A 2003 report by Lee Davidson, an award winning journalist and Washington DC correspondent for the Deseret [UT] Morning News, stated “74 radiological ‘dirty bomb’ tests and the equivalent of eight intentional meldowns of small nuclear reactors,” were also carried out at Dugway.

Testing still goes on at Dugway, but now in closed chambers instead of in the open air.

The adjoining Desertet Test Center was established in 1962 and operated until 1973. The center planned and supported the tests carried out at Dugway, as well as at sites in Libya, Egypt, South Korea and Okinawa. The center’s existence and activities were kept secret until 2002.

The neighboring Wendover Range provided training and testing for the US’s first atomic bombs, “Little Boy” and “Fat Man”, which were dropped on Hiroshima and Nagasaki, causing apocalyptic death and damage.

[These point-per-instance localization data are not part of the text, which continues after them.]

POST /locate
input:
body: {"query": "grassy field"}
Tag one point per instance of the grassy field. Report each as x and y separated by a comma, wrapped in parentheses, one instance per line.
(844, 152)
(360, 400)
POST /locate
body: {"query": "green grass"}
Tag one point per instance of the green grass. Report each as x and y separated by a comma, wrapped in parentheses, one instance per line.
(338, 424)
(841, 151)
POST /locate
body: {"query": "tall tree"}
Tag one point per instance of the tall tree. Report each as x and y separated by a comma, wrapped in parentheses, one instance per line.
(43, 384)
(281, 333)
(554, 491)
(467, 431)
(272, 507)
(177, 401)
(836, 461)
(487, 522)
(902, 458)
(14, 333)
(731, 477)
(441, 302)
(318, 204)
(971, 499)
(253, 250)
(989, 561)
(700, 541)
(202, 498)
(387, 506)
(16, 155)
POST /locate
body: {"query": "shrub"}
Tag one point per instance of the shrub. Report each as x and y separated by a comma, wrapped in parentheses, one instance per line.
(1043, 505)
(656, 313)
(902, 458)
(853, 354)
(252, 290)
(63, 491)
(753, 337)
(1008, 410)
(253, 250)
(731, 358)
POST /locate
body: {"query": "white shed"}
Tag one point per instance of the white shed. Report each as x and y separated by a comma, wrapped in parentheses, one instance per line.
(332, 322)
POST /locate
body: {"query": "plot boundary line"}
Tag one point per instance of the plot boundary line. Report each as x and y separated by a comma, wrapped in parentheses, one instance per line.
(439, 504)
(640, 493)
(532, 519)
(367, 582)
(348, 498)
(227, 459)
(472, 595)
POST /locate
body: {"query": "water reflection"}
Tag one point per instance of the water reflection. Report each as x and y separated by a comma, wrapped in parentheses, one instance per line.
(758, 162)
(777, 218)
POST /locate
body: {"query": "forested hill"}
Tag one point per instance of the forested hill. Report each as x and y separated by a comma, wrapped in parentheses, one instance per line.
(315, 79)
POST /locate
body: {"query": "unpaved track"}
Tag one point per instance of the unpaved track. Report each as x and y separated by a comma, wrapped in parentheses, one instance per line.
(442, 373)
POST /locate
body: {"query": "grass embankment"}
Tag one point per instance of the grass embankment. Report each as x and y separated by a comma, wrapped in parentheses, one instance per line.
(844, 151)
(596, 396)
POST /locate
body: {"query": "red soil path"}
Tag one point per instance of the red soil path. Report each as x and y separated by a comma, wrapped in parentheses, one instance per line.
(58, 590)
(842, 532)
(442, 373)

And so these facilities, like the Nevada Test Site, have been key components in the US terror weapons complex.

Nuclear power plants are descendents of this terrorism network, because nuclear reactors first were used to make fuel for atomic bombs.

And today Iran and North Korea are labeled as terrorist states because they want to build their own nuke plants, while we’re told there’s nothing to fear from “ours.”

As for San Onofre’s radwaste, one can only judge it by the company it keeps—or pays.

And so its radioactive waste, sitting in EnergySolutions nuke dump, far from LaJolla and Camp Pendleton, but near Dugway and its associated hushhush terror facilities, is part and parcel of the same secrecy and deception, denial and destruction, that terror masters employ to perpetuate a world of never ending war.